2. Kurze Definition öffentlicher Raum und Nutzungsmischung
2.1 Öffentlicher Raum
2.2 Nutzungsmischung

3. Historischer Abriss

4. Auswirkungen von Nutzungsmischung auf den öffentlichen Raum
4.1 Allgemeine Auswirkungen von Nutzungsmischung bzw. –entmischung auf den öffentlichen Raum
4.2 Positive Auswirkungen einer intensiven kleinräumigen bzw. objektbezogenen Nutzungsmischung auf den öffentlichen Raum

5. Gegenüberstellung Funktionstrennung - New Urbanism

6. Beispiel München (Haidhausen – Hasenbergl)
6.1 Haidhausen
6.2 Hasenbergl

7. Fazit

8. Literaturverzeichnis

1. Einleitung

„Öffentliche Räume gehören zu den zentralen Herausforderungen an den Städtebau und werden als Kernaufgabe kommunaler Stadtplanung wiederentdeckt.“ (Bundesamt für Bauwesen und Raumordnung)

Die Qualität des öffentlichen Raums ist nicht nur eine Frage des Designs. In besonderem Maße ist auch die Nutzungsmischung der anliegenden Gebäude ausschlaggebend.
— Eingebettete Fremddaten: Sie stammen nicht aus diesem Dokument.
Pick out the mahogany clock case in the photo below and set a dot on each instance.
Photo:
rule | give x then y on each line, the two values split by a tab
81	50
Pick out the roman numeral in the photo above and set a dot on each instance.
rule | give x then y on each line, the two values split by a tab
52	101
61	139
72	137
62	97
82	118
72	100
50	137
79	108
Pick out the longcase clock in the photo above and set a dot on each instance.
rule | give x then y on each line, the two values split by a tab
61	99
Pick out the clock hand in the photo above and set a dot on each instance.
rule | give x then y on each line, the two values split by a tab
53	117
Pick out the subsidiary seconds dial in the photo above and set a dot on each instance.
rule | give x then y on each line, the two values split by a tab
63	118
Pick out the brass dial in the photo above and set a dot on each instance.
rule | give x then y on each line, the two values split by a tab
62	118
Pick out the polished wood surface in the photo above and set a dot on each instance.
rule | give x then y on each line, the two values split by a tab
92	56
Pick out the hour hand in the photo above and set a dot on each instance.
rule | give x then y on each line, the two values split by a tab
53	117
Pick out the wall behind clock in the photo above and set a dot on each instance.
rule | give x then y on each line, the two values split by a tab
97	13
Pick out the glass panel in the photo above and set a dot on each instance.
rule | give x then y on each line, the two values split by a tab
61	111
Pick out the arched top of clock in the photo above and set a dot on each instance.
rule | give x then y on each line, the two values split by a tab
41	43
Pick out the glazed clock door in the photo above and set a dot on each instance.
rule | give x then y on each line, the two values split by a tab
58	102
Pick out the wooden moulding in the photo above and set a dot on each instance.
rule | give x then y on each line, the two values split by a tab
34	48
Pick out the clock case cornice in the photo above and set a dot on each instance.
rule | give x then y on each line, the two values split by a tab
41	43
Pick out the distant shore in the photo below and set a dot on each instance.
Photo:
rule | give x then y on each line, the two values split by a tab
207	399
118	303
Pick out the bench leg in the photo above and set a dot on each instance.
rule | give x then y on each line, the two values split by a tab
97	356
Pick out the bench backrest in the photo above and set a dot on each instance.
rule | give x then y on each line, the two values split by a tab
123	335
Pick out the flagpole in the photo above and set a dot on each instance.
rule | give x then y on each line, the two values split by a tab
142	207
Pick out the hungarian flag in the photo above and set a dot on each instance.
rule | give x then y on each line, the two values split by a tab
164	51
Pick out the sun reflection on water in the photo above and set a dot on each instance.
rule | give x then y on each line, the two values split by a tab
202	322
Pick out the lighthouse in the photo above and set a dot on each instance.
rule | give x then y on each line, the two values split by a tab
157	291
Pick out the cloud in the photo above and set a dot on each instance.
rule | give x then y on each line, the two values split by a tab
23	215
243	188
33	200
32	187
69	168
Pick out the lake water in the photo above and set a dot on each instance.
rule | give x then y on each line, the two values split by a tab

Die Bedeutung des öffentlichen Raumes und seiner Nutzung veränderte sich im Laufe der Jahrhunderte. Auch gibt es vielfältige kulturelle Unterschiede. Nach einer kurzen Definition von öffentlichem Raum und Nutzungsmischung soll in dieser Arbeit zunächst ein historischer Abriss über die Veränderung der Bedeutung des öffentlichen Raumes und der Nutzungsmischung in Städten gegeben werden. Hiernach soll allgemein geklärt werden, inwiefern Nutzungsmischung den öffentlichen Raum beeinflussen kann. Dies soll dann an einer Gegenüberstellung zweier städtebaulicher Prinzipien – Funktionstrennung und autogerechte Stadt versus New Urbanism erläutert werden. Im Anschluss daran soll anhand eines konkreten Beispiels in einem Vergleich von zwei sehr unterschiedlich strukturierten Münchner Stadtteilen – Haidhausen versus Hasenbergl - gezeigt werden, inwiefern das zuvor Erläuterte tatsächlich in München sichtbar erfahrbar ist.

In einem Fazit sollen schließlich auch Perspektiven für die Zukunft aufgezeigt werden.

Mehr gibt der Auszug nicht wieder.